Before you try a short-term plan, consider the pros and cons:

PROS

  • You can buy them any time of year.
  • Their premiums are generally lower than major medical insurance plans. The average premium for short-term plans sold by eHealth in California last year was $177 per month, Purpura says.
  • They may have broader networks of doctors and hospitals than some plans available from exchanges.

CONS

  • They won’t accept you if you have pre-existing conditions, or if they do, they won’t cover them.
  • They may not cover benefits such as maternity care, preventive services or prescription drugs. Some may offer drug or dental discount plans, but those aren’t the same as insurance.
  • They last less than a year and you have to reapply at the end of each term. There’s no guarantee you’ll be accepted again, especially if you got seriously ill while you had coverage.

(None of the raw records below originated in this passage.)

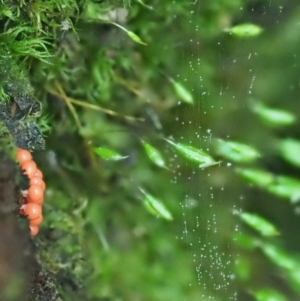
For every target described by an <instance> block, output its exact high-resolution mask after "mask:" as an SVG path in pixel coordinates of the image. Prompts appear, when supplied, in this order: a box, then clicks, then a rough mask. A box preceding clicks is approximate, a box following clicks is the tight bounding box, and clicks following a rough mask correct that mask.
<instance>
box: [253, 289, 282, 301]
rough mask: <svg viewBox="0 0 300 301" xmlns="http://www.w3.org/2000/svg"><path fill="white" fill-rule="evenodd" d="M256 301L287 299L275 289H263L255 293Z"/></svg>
mask: <svg viewBox="0 0 300 301" xmlns="http://www.w3.org/2000/svg"><path fill="white" fill-rule="evenodd" d="M253 296H254V298H255V300H256V301H287V299H286V297H285V296H284V295H282V294H280V293H279V292H278V291H276V290H275V289H273V288H272V289H271V288H263V289H260V290H257V291H255V292H253Z"/></svg>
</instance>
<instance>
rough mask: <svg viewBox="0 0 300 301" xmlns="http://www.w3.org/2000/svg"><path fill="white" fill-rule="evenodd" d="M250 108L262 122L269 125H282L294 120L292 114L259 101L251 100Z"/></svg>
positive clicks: (289, 124) (294, 120)
mask: <svg viewBox="0 0 300 301" xmlns="http://www.w3.org/2000/svg"><path fill="white" fill-rule="evenodd" d="M252 110H253V111H254V113H256V114H257V115H258V116H259V117H260V118H261V120H262V121H263V122H265V123H266V124H267V125H269V126H271V127H283V126H287V125H291V124H293V123H294V122H295V121H296V117H295V115H294V114H292V113H290V112H287V111H284V110H279V109H273V108H269V107H267V106H265V105H264V104H262V103H261V102H253V103H252Z"/></svg>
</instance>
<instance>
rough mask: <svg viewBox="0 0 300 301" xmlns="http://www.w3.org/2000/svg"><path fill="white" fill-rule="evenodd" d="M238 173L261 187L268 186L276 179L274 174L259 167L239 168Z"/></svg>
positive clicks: (242, 176)
mask: <svg viewBox="0 0 300 301" xmlns="http://www.w3.org/2000/svg"><path fill="white" fill-rule="evenodd" d="M237 173H238V174H239V175H241V177H242V178H244V179H245V180H246V181H247V182H249V183H251V184H254V185H256V186H259V187H266V186H267V185H270V184H271V183H272V182H273V180H274V176H273V175H272V174H271V173H269V172H266V171H264V170H262V169H257V168H243V169H237Z"/></svg>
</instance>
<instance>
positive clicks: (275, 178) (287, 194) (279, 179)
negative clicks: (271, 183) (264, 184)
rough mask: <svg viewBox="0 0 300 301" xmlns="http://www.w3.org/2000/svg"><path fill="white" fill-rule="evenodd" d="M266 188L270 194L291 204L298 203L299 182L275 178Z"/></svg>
mask: <svg viewBox="0 0 300 301" xmlns="http://www.w3.org/2000/svg"><path fill="white" fill-rule="evenodd" d="M266 188H267V190H268V191H269V192H270V193H272V194H274V195H277V196H279V197H283V198H287V199H289V200H290V201H291V202H293V203H296V202H299V201H300V181H299V180H296V179H294V178H291V177H287V176H277V177H276V178H275V180H274V182H273V183H272V184H270V185H268V186H267V187H266Z"/></svg>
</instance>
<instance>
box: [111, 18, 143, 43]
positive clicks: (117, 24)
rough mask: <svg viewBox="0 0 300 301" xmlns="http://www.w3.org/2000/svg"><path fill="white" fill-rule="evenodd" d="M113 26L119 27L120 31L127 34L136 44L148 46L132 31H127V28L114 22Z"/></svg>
mask: <svg viewBox="0 0 300 301" xmlns="http://www.w3.org/2000/svg"><path fill="white" fill-rule="evenodd" d="M112 24H114V25H115V26H117V27H119V28H120V29H122V30H123V31H125V32H126V34H127V35H128V36H129V37H130V38H131V39H132V40H133V41H135V42H136V43H139V44H142V45H147V44H146V43H144V42H143V41H142V40H141V38H140V37H139V36H138V35H137V34H135V33H134V32H132V31H130V30H127V29H126V28H125V27H123V26H121V25H120V24H118V23H114V22H112Z"/></svg>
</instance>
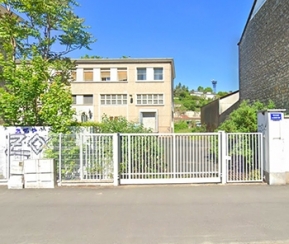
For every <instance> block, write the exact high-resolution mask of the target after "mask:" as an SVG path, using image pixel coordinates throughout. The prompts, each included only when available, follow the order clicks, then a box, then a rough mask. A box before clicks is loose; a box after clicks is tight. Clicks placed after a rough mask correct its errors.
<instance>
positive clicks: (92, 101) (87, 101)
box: [83, 95, 93, 104]
mask: <svg viewBox="0 0 289 244" xmlns="http://www.w3.org/2000/svg"><path fill="white" fill-rule="evenodd" d="M83 104H93V95H83Z"/></svg>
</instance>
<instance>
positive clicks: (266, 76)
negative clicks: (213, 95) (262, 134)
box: [239, 0, 289, 113]
mask: <svg viewBox="0 0 289 244" xmlns="http://www.w3.org/2000/svg"><path fill="white" fill-rule="evenodd" d="M288 41H289V1H287V0H267V1H266V2H265V4H264V5H263V6H262V7H261V9H260V10H259V11H258V12H257V14H256V15H255V16H254V17H253V18H252V19H251V20H250V21H249V22H248V24H247V27H246V29H245V31H244V33H243V36H242V38H241V41H240V43H239V82H240V99H241V100H244V99H250V100H251V101H252V100H257V99H258V100H260V101H261V102H268V101H269V100H270V99H271V100H273V101H274V102H275V104H276V107H277V108H285V109H287V113H288V112H289V99H288V95H289V42H288Z"/></svg>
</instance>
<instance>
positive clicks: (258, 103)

Despite advice to shop around before selecting a plan, consumers may find that getting answers about drug coverage can be an exercise in frustration, despite a federal health law requirement that insurers provide lists of the prescription medications included in their plans.

That’s because many treatments — particularly intravenous treatments like those used in cancer, hemophilia or multiple sclerosis — are covered under a separate part of an insurance plan, not the pharmacy benefit.

Cigna CEO David Cordani says the individual market created by the 2010 health law would be better off if insurers were given more flexibility in designing coverage, as well as a more compressed, focused open enrollment period. Just days after UnitedHealth Group’s CEO said their move into the new marketplace was a mistake, Cordani reaffirmed that Cigna remains committed for 2016, although the firm is so far losing money on that business.

The penalty for failing to have health insurance is going up next year, perhaps even higher than expected. Among uninsured individuals who are not exempt from the ObamaCare penalty, the average household fine for not having insurance in 2015 will be $661, rising to $969 per household in 2016, according to a Kaiser Family Foundation analysis.

An increasing number of preferred provider plans (PPOs) offered under the health care law have no ceiling for out-of-network costs, leaving policyholders facing unlimited financial exposure. Forty-five percent of the silver level PPO plans coming to the market for the first time in 2016 provide no annual cap for policyholders’ out-of-network costs, an analysis by the Robert Wood Johnson Foundation finds.